• Research

    Clinical trials are a way of ‘paying it forward’ to your own community

By Kathi Hansberry, Mayo Clinic Community Engagement in Research Advisory Board member

Editor's note: Mayo Clinic advances health equity by involving communities in research that addresses their health concerns and aims to reduce health disparities. This article is the second in the Raising Up Community Voices in Research series. This series is written by community members who collaborate with Mayo Clinic researchers on community-driven medical research.

In this article, Kathi Hansberry shares her thoughts and experiences on the importance of increasing the number of Black people who participate in clinical trials. Hansberry is a nurse and a longtime member of the Mayo Clinic Community Engagement in Research Advisory Board in Jacksonville, Florida. This board brings together people with broad experience relevant to medical research, including scientific and cultural knowledge. The board provides consultation and guidance to Mayo researchers on the design, conduct and dissemination of their research.

Kathi Hansberry

My nearly 40-year career as a nurse has given me the opportunity to work in a variety of medical specialties. Nursing has been such a rewarding profession because I can see the direct benefit of caring for my patients, meeting their needs and contributing to optimal levels of health.

I became involved in research more than 10 years ago when another member of Mayo's Community Engagement in Research Advisory Board asked me if I would consider joining. I was pleased to accept the invitation because I saw it as an opportunity to learn more about how to meet the needs of patients through research.

What I wish more Black patients and their families knew about organ donation — and about clinical trials

A 2019 meeting of the Mayo Clinic Community Engagement in Research Advisory Board in Jacksonville, FL. Kathi Hansberry is pictured (center) wearing a green jacket. This picture was taken prior to the COVID-19 pandemic.

During my nursing career, I've been part of health care teams working with families whose loved ones were declared brain dead. And I've seen families struggle with the decision of whether to consider organ and tissue donation for a loved one.

While I've been on the board, I've seen similar struggles in people trying to decide if they should participate in clinical trials. The situations have a lot in common, and I've observed that Black patients and families are often similarly reluctant to participate in organ donation and clinical trials.

Why?

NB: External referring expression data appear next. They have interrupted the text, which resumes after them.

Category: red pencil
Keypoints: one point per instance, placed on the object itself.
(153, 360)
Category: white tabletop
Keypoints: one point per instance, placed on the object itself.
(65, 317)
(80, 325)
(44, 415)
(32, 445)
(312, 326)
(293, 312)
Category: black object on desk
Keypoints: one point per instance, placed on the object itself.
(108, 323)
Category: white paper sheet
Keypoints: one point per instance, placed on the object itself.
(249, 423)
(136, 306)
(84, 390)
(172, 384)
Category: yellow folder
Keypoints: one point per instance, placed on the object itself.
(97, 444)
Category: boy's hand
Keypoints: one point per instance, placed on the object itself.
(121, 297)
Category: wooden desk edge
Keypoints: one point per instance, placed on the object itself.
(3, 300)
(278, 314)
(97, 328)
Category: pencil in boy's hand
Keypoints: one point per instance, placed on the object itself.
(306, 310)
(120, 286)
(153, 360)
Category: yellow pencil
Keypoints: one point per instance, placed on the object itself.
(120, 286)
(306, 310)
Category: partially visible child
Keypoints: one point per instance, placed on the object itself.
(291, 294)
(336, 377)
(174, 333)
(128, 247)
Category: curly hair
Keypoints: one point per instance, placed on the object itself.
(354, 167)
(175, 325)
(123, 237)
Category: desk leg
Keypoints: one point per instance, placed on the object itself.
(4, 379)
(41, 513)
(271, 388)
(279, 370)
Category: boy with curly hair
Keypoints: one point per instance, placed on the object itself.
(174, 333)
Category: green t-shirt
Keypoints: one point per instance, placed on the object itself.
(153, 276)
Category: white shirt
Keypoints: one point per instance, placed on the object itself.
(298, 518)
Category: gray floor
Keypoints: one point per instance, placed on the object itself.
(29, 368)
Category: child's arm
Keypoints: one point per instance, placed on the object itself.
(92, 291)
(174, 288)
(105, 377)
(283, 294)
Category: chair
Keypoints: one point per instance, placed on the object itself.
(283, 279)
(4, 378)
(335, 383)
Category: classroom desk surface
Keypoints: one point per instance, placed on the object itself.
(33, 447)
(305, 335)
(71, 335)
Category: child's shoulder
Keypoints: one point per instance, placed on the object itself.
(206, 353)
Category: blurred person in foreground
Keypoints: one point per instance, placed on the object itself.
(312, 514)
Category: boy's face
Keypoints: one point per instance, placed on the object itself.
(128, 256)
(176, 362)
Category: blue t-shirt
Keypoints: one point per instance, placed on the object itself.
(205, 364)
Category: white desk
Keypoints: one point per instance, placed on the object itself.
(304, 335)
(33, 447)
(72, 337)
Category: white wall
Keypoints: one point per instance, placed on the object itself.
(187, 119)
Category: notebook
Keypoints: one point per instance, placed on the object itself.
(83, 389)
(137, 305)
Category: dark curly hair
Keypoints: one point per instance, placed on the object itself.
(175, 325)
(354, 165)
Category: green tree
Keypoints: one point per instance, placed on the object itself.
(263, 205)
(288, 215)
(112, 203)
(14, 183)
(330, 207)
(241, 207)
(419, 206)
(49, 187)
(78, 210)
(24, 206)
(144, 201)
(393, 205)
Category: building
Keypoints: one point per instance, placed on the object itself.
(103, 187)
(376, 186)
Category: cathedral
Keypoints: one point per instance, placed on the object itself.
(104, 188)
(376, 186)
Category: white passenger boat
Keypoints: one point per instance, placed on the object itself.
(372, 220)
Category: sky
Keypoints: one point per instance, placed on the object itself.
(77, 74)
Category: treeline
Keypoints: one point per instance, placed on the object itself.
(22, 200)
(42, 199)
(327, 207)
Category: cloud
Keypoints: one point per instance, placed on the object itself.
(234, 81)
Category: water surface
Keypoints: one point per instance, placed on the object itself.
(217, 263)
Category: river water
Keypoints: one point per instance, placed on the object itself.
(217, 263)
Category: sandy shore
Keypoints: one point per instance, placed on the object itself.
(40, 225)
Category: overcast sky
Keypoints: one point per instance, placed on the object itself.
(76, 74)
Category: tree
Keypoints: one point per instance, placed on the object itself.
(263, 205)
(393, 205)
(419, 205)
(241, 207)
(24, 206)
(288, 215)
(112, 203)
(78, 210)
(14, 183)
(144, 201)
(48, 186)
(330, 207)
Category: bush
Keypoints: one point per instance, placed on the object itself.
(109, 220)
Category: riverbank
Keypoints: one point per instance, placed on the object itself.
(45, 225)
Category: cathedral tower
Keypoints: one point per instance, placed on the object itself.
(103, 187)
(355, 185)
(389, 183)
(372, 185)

I think there's a lack of trust in the health care system and a widely held perception that the system is not set up to benefit Black people.

I would often think how I wished these families knew the number of Black patients on transplant waiting lists. Would it change their decision if they knew there was a high likelihood that their organ or tissue donation might benefit another Black person in their community? Would it help them to hear that information from a Black nurse like me?


There are a lot of families who feel comforted knowing that a loved one's death can mean new life for someone else. I want Black families to experience that comfort.

The same thing is often true when it comes to clinical trials. Clinical trials are used to find solutions for unmet patient needs, and they have the greatest benefit when people of all races and ethnicities are represented. So for clinical trials to benefit everyone, it's important for Black people to participate.

Unfortunately, Black people are often reluctant to do so. They remember the Tuskegee syphilis experiment, where Black males were untreated for syphilis and given placebos instead of treatment. This unethical testing led many Black people to distrust the system. These worries have persisted, even though processes are now in place in research to prevent participants from being taken advantage of.

We spend a lot of time on the research advisory board talking about how to build trust and promote more inclusive participation in clinical trials. I believe the answer will require Black people educating each other about clinical trials. We need to have intense and intimate conversations with the people we know in our communities.

What do I say when people ask me about clinical trials?

When people in my community ask whether they should consider participating in clinical trials, I advise them to have an open mind; ask questions if they have concerns; and speak with a trusted family member, friend or health care professional so they can make an informed decision as to whether they should consent to participation.

I also tell them my personal feelings about clinical trials, which are based on how the research may benefit generations to come — that the benefits are "much bigger than me." You're paying it forward. While you may not directly benefit from participating in research, successive generations, including your family members, could be the beneficiaries.